Friday, May 11, 2007

pause for deep breath

It's been busy around here. Kidding season is well over, but that means milking season is upon us. Also there are a lot of things to do as far as general herd management goes at this time of year. All the kids have to be disbudded, which is a gruesome activity that I hate. I've only seen it done, and studied as much as I could on the Fias Co Farm website, which is very thorough in its explanation. But the actual experience is a whole lot more difficult, when you're a rank amateur trying to burn a kid's horns off. I always feel like I'm burning too much, and I've gone past the "copper ring" state to the "burning a hole in their skull" state. But almost all of the kids' horns look weird, like they might have scurs, which means I haven't burned enough. Yuck. John was gone to England for a week, so we had to wait to do Nona until he got home, and I felt a little better about hers until I saw that the horn buds were oozing a little bit of blood, which means that she'll probably be just like all the others. Of all our goats, I think Captain Stubing--the first one we did--has the best-looking horns of the bunch. Sigh.

Next we have to castrate/dock/emasculate or whatever Captain Stubing and Umlaut. We went with a Burdizzo-type tool, because the elastic band idea sounds awful, and I don't want to cut them open if I don't have to. Captain Stubing isn't too bad, but Umlaut is already acting far too bucky for my tastes--he keeps mounting Tilde and Nona, and they keep trying to get away from him. He needs to just settle down--he's not even a month old, for crying out loud! Pervert.
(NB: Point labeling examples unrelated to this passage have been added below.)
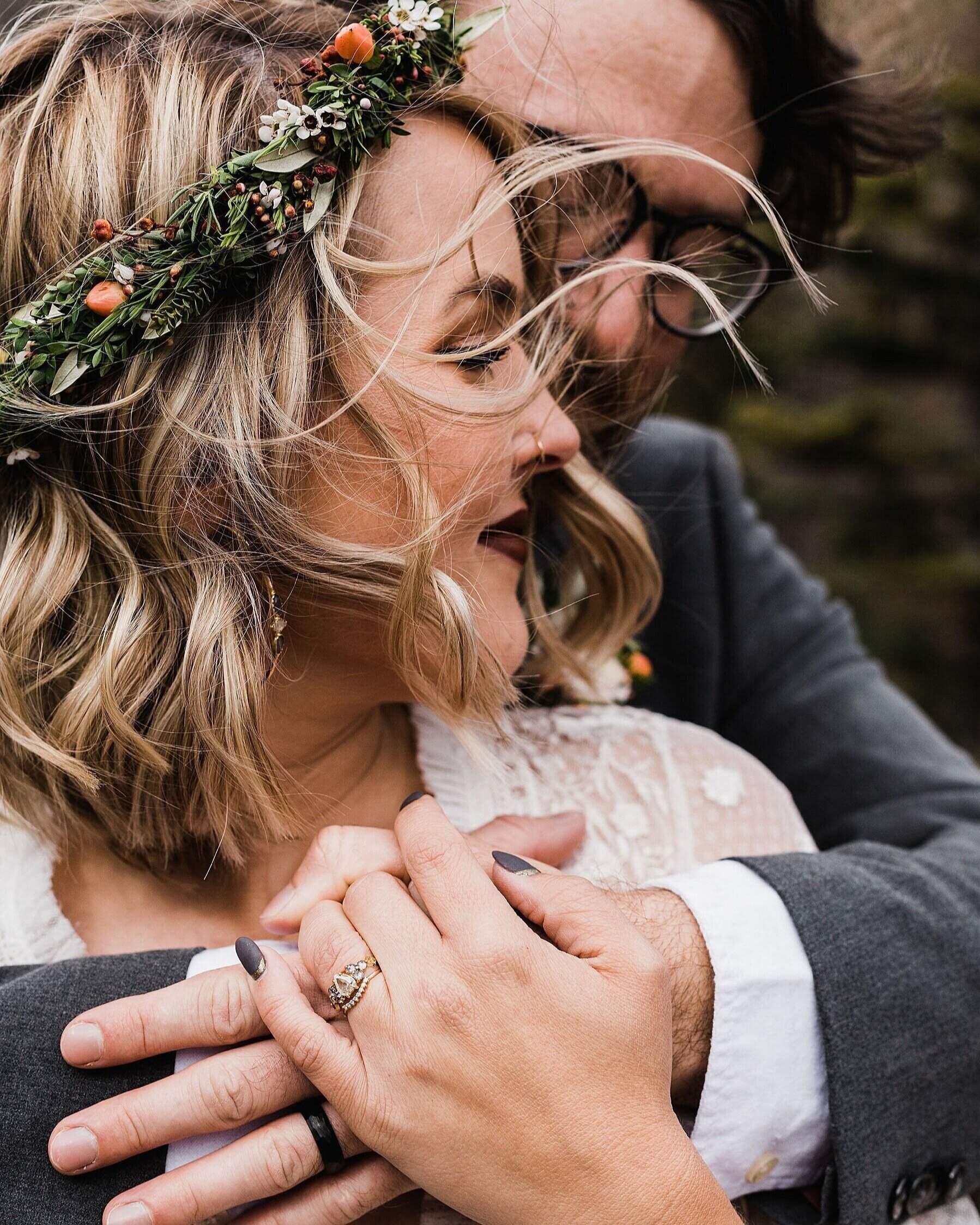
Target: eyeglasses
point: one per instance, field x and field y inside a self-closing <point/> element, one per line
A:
<point x="604" y="209"/>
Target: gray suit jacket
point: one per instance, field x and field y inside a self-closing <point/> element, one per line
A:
<point x="748" y="644"/>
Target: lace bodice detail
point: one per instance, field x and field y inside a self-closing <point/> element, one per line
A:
<point x="660" y="796"/>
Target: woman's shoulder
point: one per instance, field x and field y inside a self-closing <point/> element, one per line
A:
<point x="32" y="926"/>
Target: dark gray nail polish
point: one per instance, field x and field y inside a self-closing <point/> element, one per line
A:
<point x="411" y="799"/>
<point x="515" y="864"/>
<point x="250" y="956"/>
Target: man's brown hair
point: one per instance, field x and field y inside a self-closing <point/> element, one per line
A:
<point x="824" y="120"/>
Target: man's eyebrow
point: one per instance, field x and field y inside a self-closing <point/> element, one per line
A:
<point x="500" y="294"/>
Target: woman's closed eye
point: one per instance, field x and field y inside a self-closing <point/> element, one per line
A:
<point x="478" y="361"/>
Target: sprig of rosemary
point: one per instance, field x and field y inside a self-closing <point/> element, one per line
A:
<point x="157" y="276"/>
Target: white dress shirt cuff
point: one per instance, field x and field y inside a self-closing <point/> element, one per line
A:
<point x="764" y="1120"/>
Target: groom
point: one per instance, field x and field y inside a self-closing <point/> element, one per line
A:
<point x="826" y="1007"/>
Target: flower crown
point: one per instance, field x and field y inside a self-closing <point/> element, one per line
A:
<point x="144" y="283"/>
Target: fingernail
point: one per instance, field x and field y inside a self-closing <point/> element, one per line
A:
<point x="130" y="1214"/>
<point x="515" y="864"/>
<point x="277" y="905"/>
<point x="72" y="1149"/>
<point x="251" y="959"/>
<point x="411" y="799"/>
<point x="82" y="1044"/>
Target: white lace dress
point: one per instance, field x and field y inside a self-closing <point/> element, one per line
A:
<point x="660" y="797"/>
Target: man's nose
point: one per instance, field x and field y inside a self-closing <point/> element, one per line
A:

Milking is going really well. I haven't been separating the babies at night, because of one thing or another, but I'm still getting 2 1/2 quarts of milk every morning, which is almost enough to get us through a day. I'm going to separate the babies tonight, and we'll see how much milk I get--and how long it takes me. I don't think our 6 quart bucket will hold it all.

John was glad we went through some kiddings before our baby is due, to kind of remind ourselves what that whole childbirth thing is like. Thankfully people have a lot more help--medicinal and otherwise--when they go through it.

Our lawn is totally getting away from us. It's a sea of dandelion seedheads and brownish grass. Poor John is beside himself. He thinks we're cursed, or at least that our superpower is killing lawns. It would be nice if we had a pump system worked up to use the irrigation water on our lawn, so we didn't have to use the culinary water. Then it wouldn't cost so much to have a dead lawn.

The strawberries are ripening, the spinach and lettuce are on, and the peas are growing nicely. Emmett loves raw spinach, but hates it cooked. Makes sense. I learned to love spinach by first trying it raw. I've found that I really like greens, like kale and collards and spinach and chard. I didn't grow anything besides spinach this year, though. Just planting the few things I did was enough to wipe me out. Being pregnant is difficult when you're trying to be all provident-livingy. I love having produce in the garden, and I'm looking forward to the local fruit stands opening for the year. Cherries, apricots and peaches--especially peaches. Brigham City has the most wonderful peaches. So juicy and flavorful. I read a stupid thing in a magazine the other day that said that peaches continue to ripen after picking. Umm. It depends on what you mean by "ripen." If you mean "soften and eventually rot without ever gaining another degree on the Brix scale," then I guess so. But people, there is a lot of produce out there that is not meant to be picked green and shipped all over creation. Strawberries are not meant to be the size of golf balls with the taste of sawdust. Melons are meant to smell and taste like melons. Peaches and nectarines are meant to be softer than rocks, and juicy and fragrant. A blackberry that is worth eating cannot be shipped. Seriously. I mean, it's nice to be able to get produce year-round, but frozen or canned is better, because at least those things were harvested near the point of ripeness. Except berries. There's just no way to get a good berry out of season.